One of Kubernetes’ big selling points is that each Pod has its own network address. This makes the Pod behave a bit like a VM, and frees developers from worrying about pesky things like port conflicts. It’s a property of Kubernetes that makes things easier for developers and operators, and has been credited as one of the design features that made it so popular as a container orchestrator. Google Kubernetes Engine (GKE) additionally adopts a flat network structure for all clusters in a VPC, which means that each Pod in each cluster has its own IP in the VPC and can communicate with Pods in other clusters directly (without needing NAT), a useful property which enables advanced features like container-native load balancing.
While this addressing layout has many advantages, the trade-off is that you can consume IPs rather quickly. With every Pod in every cluster being allocated IPs on the same VPC, and allowing space in those ranges for expansion, IPs get used very fast. IPv6 has long been proposed as the industry-wide solution to all these problems, and one day that will no doubt be true, but GKE doesn’t support single-stack IPv6 for Pod addressing, and not everyone is ready to drop IPv4 in any case, so how do you solve this problem with IPv4 ranges today?

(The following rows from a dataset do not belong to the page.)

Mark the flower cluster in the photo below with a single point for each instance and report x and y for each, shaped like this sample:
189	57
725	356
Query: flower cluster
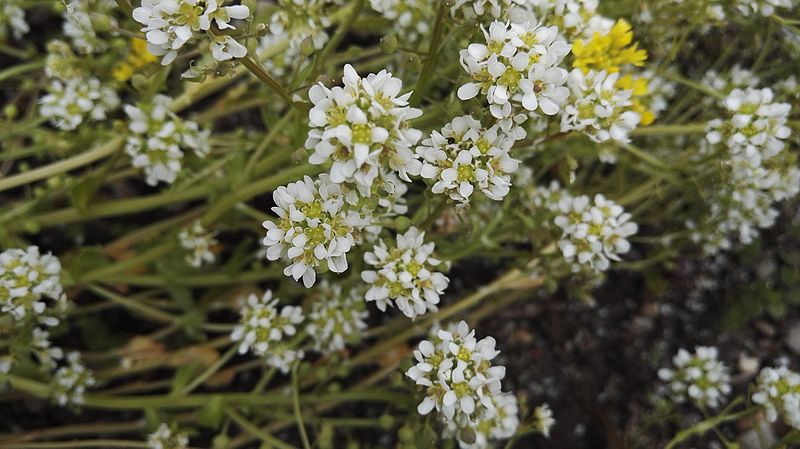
599	107
465	156
12	18
463	385
68	103
262	326
778	391
293	23
198	243
699	377
315	224
608	51
519	64
71	381
410	18
336	318
757	172
138	58
158	139
170	24
593	231
30	286
165	437
362	127
472	9
79	24
405	275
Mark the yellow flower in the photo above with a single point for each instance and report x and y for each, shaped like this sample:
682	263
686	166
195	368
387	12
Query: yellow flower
138	58
608	51
640	89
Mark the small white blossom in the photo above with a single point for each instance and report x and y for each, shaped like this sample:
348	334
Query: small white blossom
70	382
291	24
778	391
263	326
543	420
78	25
198	243
598	108
463	386
410	18
699	377
69	103
362	127
315	225
472	9
593	231
170	24
405	275
12	18
165	437
764	8
159	138
282	357
519	64
465	156
336	318
30	286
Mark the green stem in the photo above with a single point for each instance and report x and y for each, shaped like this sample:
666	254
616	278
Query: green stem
219	363
433	54
49	171
296	406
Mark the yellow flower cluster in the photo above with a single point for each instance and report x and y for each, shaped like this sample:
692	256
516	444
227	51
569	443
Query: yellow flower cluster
610	51
640	88
138	58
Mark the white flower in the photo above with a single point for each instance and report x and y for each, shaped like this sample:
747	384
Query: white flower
336	319
158	139
593	232
410	18
598	108
78	24
170	24
262	325
165	437
543	419
12	17
198	242
282	357
764	8
69	103
30	286
518	63
755	172
463	386
405	275
496	9
292	23
575	18
699	377
778	391
70	382
224	48
315	224
464	157
362	127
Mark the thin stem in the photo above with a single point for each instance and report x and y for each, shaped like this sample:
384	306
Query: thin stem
48	171
296	405
253	429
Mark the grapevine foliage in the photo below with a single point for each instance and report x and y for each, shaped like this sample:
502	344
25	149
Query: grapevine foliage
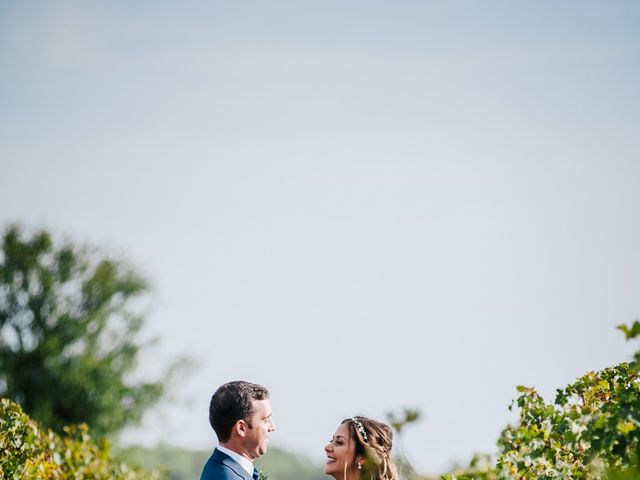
590	431
29	452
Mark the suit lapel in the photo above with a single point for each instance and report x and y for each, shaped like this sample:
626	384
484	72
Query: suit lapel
227	461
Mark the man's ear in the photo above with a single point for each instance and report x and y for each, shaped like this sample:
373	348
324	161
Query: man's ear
240	428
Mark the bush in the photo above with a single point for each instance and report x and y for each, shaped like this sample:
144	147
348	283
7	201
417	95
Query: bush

In my travels as a product manager on GKE, the best solution I have seen is to use a non-RFC1918 IP range for Pods. While there are alternative approaches to solving this problem, what follows is the specific solution I have seen deployed successfully by multiple customers on GKE. Let’s take a closer look.
Have your 10.0.0.0/8 space utilization and eat it too
Most GKE clusters are created with the nodes in RFC1918 space, specifically 10.0.0.0/8. Did you know that you can still have all the benefits of a flat network structure like container-native addressing while preserving your 10.0.0.0/8 space utilization? The solution is to keep nodes in that CIDR range and to allocate just the Pod ranges (which use by far the most IPs) out of a larger non-RFC 1918 private address ranges like 100.64.0.0/10 or 240.0.0.0/4. Google Cloud VPC has native support for these other ranges, so within Google Cloud and between Pods in different clusters everything “just works.” You can for example connect to services like Cloud SQL, and between Pods in different clusters.
By keeping nodes in RFC 1918 space, IP masquerading can be used to mask the Pod’s address with that of the nodes, so that the rest of your off-VPC endpoints never need see a non-RFC 1918 address. Every endpoint outside of Google Cloud (or however you configure your masquerading rules) will see the 10.0.0.0/8 IP that it expects. Best of both worlds. The 100.64.0.0/10 range is reserved for shared use making it a great candidate to use first, giving you 4 million Pod addresses right off the bat, and with a potential quarter billion IPs for your Pods in 240.0.0.0/4, there’s plenty of room to grow beyond that.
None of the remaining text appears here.